The immediate currency pairs under the spotlight will be those involving the Canadian Dollar (CAD) and Mexican Peso (MXN) against the US Dollar (USD). **USD/CAD** is likely to experience significant upward pressure, as the Canadian economy is highly integrated with the U.S. and vulnerable to trade policy shifts. Similarly, **USD/MXN** could see the Mexican Peso weaken considerably against the Greenback due to its deep trade ties with the U.S. Beyond these direct pairs, cross-currency pairs such as **CAD/JPY** and **CAD/MXN** may also reflect broader sentiment shifts and risk-off flows, with the Canadian and Mexican currencies potentially underperforming.

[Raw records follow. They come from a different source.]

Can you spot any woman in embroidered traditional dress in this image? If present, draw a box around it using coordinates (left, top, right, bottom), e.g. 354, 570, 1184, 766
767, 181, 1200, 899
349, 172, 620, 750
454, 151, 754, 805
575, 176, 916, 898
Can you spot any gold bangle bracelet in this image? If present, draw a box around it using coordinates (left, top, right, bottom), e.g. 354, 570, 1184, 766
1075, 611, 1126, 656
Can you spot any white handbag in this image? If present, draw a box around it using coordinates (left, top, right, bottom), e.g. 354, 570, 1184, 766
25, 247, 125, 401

From a technical perspective, traders should monitor key levels closely. For **USD/CAD**, a sustained break above the 1.3700 resistance could open the door towards 1.3800, especially if trade rhetoric intensifies. Conversely, strong support might be found around the 1.3500 level should initial fears subside or more favorable details emerge. On **USD/MXN**, watch for a push towards the 17.50 psychological level, with a break potentially targeting 18.00 if MXN weakness persists. The immediate outlook points to heightened volatility and a strong sensitivity to any official statements or further details regarding the proposed bilateral agreements. Risk management will be paramount as markets navigate this evolving trade landscape.